The Chicago-born suspect, Elias Rodriguez, 30, is accused of opening fire on a group of people on Wednesday night as they left an event for young diplomats hosted by the American Jewish Committee, an advocacy group that supports Israel and confronts antisemitism.

FBI Deputy Director Dan Bongino posts on social media that investigators were “aware of certain writings allegedly authored by the suspect” and hoped to soon have updates regarding their authenticity.

Bongino’s statement appears to refer to a manifesto signed with Rodriguez’s name that was posted to an anonymous X account on Wednesday night shortly before the shooting.

Posted with the title “Escalate For Gaza, Bring The War Home,” it condemned Israel’s killing of tens of thousands of Palestinians since the October 2023 Hamas attacks, and discussed the morality of “armed” action.

FBI Director Kash Patel called the bloodshed an “act of terror,” although US Attorney General Pam Bondi told reporters that authorities believe the suspect acted alone.

Investigators are also delving into the apparent political affiliations of the suspect, who worked for a healthcare nonprofit and was believed to have had past ties to far-left groups.

FBI agents are seen at his apartment in Chicago on Thursday, where law enforcement blocked off the street.

Rodriguez was once affiliated with a far-left group in Chicago, the Party for Socialism and Liberation, according to a post from the group on X. The group said that Rodriguez had a brief association with a PSL branch that ended in 2017 and that they knew of no contact with him in more than seven years.

Rodriguez was also identified in a 2018 local news report as a member of the Chicago branch of a national group called ANSWER, an acronym for Act Now to Stop War and End Racism, which has organized demonstrations in solidarity with Palestinians.

Rodriguez worked at the healthcare nonprofit American Osteopathic Information Association, the organization confirmed in a statement expressing sympathy for the victims.

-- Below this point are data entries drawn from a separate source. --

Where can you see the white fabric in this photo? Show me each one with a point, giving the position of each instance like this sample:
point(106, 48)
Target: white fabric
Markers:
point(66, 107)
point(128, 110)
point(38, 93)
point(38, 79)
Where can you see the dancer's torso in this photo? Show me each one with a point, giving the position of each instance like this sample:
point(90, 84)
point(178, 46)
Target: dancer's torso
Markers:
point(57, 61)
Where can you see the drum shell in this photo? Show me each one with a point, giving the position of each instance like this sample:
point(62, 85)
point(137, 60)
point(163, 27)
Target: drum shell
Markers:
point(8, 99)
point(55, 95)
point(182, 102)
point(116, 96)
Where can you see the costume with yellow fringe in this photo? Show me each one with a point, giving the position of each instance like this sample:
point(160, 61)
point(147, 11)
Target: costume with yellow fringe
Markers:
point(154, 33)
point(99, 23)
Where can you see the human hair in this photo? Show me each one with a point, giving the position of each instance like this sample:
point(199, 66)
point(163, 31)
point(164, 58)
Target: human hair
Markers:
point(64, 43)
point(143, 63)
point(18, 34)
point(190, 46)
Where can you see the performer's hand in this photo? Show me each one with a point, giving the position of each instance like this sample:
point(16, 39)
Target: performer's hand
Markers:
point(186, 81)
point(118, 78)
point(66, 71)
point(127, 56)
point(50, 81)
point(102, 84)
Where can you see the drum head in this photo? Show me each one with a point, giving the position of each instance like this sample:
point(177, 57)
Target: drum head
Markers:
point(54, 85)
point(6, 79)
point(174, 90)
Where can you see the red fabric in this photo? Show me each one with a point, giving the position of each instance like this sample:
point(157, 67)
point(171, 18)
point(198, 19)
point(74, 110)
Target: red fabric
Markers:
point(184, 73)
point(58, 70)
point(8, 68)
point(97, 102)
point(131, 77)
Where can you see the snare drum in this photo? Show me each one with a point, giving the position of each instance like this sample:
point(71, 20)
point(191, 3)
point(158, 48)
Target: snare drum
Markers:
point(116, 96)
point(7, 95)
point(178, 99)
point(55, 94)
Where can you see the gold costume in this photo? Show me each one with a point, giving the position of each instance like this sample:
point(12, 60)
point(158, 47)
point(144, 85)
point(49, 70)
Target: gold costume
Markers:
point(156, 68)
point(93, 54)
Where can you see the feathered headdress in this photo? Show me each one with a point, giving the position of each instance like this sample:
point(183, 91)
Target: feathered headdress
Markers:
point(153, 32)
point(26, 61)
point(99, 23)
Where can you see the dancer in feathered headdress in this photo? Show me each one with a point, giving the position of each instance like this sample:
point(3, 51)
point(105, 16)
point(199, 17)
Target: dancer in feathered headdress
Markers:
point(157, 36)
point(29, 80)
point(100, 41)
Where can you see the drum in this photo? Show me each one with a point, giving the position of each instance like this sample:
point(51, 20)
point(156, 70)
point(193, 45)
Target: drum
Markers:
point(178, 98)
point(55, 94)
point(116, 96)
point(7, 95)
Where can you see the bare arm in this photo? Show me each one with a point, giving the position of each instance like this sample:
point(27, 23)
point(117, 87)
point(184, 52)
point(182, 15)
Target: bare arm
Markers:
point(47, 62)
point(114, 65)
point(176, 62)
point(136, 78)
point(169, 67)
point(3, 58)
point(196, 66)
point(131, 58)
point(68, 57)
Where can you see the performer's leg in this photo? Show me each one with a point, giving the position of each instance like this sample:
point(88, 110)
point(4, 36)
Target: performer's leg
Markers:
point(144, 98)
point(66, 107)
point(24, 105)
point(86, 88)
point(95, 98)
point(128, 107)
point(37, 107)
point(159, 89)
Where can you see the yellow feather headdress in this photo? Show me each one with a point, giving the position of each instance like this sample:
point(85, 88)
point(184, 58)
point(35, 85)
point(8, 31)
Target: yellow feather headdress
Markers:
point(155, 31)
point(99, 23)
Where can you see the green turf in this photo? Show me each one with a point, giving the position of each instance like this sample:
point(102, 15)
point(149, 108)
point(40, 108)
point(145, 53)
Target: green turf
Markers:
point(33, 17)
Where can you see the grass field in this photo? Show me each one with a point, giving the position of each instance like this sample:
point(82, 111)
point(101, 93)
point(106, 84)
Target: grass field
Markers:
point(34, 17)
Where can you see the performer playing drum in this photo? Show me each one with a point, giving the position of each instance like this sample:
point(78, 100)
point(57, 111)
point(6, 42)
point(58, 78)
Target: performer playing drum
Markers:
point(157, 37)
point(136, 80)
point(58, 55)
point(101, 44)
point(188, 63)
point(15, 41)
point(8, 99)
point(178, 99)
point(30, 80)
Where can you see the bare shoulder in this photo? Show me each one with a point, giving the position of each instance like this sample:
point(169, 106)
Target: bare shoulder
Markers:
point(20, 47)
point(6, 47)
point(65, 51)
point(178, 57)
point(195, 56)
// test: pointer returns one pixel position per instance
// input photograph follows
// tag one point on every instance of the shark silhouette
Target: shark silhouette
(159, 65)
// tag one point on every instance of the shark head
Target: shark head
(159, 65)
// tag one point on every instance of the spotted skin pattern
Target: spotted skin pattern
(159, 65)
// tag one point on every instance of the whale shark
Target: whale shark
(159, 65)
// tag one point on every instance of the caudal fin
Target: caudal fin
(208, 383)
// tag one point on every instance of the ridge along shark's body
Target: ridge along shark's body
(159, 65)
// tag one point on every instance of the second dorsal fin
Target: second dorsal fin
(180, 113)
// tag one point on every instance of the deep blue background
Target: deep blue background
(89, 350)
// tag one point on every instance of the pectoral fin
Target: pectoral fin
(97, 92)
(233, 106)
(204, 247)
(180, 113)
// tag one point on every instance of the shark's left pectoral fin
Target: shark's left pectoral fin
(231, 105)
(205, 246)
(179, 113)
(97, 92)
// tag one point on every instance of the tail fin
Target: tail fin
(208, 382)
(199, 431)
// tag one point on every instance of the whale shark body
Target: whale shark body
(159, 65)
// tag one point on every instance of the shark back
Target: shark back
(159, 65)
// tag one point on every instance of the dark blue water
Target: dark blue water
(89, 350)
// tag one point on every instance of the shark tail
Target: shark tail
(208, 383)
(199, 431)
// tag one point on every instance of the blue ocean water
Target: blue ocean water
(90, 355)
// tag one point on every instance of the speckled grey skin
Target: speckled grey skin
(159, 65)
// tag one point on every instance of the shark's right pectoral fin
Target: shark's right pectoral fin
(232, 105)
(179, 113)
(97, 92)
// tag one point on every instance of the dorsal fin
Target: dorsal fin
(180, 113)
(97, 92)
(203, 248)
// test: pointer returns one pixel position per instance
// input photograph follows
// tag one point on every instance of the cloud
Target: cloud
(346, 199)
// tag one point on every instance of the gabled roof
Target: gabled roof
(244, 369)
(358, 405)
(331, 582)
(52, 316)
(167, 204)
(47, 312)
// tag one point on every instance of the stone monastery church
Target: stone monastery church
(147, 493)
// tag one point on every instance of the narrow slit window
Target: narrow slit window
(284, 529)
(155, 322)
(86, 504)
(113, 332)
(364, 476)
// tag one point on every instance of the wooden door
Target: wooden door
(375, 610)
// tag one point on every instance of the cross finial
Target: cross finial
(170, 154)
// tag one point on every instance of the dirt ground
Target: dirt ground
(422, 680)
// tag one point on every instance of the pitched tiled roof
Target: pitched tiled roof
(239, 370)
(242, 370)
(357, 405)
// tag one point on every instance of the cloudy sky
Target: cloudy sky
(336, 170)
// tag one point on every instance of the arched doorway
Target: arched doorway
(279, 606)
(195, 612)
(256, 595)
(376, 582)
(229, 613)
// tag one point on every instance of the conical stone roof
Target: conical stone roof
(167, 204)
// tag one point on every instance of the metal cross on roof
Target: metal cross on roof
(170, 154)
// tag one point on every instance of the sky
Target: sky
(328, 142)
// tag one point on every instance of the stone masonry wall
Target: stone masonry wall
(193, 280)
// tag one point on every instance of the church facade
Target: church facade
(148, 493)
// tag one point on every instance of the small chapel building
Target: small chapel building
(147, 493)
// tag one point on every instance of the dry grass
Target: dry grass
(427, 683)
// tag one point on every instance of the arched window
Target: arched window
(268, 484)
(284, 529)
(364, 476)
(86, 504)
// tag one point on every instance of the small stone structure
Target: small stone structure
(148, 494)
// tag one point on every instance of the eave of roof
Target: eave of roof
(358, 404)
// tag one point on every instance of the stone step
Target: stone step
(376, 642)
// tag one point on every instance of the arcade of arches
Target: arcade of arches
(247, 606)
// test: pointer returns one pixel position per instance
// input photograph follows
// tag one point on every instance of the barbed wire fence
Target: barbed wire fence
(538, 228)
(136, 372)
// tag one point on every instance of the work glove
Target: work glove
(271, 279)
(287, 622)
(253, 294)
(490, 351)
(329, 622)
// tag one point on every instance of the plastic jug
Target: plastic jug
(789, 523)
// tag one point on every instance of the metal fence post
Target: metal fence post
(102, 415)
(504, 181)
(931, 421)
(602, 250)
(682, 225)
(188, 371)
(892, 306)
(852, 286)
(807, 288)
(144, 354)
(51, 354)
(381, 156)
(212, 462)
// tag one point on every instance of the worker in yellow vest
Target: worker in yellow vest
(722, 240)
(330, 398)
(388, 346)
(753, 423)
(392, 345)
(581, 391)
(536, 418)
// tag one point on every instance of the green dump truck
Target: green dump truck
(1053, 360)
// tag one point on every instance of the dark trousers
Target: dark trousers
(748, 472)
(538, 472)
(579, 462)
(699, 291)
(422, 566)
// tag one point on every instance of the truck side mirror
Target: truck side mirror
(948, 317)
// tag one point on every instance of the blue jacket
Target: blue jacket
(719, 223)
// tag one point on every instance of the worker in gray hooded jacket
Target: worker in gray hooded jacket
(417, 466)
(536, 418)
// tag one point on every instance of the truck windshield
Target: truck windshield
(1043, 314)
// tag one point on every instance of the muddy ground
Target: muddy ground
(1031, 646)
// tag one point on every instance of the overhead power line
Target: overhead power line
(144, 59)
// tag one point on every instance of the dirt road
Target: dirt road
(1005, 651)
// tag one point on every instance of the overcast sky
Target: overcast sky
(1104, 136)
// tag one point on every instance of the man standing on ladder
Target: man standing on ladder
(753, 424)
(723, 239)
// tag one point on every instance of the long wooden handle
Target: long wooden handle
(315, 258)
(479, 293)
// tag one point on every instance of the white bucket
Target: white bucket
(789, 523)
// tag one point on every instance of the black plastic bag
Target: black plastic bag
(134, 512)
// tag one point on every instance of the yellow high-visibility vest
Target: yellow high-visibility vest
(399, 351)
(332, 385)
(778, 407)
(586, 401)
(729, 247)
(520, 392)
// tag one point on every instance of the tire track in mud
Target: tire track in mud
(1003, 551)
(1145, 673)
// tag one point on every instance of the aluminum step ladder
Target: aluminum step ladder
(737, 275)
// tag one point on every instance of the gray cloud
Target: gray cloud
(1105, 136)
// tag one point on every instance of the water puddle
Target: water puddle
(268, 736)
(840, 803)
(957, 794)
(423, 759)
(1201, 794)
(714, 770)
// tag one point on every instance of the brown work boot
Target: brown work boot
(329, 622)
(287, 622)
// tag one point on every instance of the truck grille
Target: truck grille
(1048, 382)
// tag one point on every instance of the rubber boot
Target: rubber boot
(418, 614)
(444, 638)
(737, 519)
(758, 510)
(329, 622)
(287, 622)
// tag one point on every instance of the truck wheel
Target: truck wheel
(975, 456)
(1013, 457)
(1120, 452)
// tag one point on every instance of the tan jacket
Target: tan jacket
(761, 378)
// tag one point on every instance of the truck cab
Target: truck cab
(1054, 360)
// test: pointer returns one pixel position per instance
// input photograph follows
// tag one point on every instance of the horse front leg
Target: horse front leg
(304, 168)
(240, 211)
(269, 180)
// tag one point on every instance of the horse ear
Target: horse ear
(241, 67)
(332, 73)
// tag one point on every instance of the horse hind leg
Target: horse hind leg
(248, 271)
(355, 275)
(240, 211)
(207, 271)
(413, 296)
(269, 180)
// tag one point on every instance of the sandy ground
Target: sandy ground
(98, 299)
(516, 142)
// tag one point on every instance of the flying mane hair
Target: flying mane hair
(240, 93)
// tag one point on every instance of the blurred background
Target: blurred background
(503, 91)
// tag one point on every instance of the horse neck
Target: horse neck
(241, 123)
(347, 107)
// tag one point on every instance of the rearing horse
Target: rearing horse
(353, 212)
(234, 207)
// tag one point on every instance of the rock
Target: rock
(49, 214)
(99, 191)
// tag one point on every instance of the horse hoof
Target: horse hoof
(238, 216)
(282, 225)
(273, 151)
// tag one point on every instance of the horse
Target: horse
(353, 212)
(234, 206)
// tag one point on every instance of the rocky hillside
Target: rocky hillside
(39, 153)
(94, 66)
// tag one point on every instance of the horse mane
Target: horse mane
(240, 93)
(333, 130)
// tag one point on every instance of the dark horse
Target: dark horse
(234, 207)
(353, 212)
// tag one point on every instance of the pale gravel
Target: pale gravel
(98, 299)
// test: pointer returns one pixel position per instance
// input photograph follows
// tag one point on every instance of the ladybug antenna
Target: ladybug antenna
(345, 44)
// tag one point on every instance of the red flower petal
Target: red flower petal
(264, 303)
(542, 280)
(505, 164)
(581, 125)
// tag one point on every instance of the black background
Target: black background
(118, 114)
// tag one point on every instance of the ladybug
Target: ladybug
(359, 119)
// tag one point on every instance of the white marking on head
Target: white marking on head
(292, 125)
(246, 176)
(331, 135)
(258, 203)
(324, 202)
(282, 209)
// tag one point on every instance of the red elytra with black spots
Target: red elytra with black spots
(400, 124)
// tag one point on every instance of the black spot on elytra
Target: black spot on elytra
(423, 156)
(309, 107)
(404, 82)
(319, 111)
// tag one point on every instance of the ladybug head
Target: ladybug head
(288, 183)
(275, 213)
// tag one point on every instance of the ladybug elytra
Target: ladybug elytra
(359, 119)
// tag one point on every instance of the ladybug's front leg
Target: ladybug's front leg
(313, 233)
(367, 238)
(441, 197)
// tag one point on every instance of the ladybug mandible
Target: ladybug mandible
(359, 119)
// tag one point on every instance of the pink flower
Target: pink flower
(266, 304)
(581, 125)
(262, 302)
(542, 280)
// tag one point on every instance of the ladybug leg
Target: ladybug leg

He had also worked as an oral history researcher at The HistoryMakers, a nonprofit dedicated to preserving African American stories, according to a now-deleted biography on the group’s website.

Rodriguez was born and raised in Chicago and graduated from the University of Illinois Chicago with an English degree, the deleted page said. He previously worked as a content writer for commercial and noncommercial technology firms, the page said.

Mossad chief David Barnea and Strategic Affairs Minister Ron Dermer will travel to Rome tomorrow in order to meet with US special envoy Steve Witkoff on the sidelines of the fifth round of Iran nuclear talks, Axios reports.

Barnea and Dermer are seeking to coordinate positions with Witkoff and be briefed immediately after the talks wrap up, Axios says.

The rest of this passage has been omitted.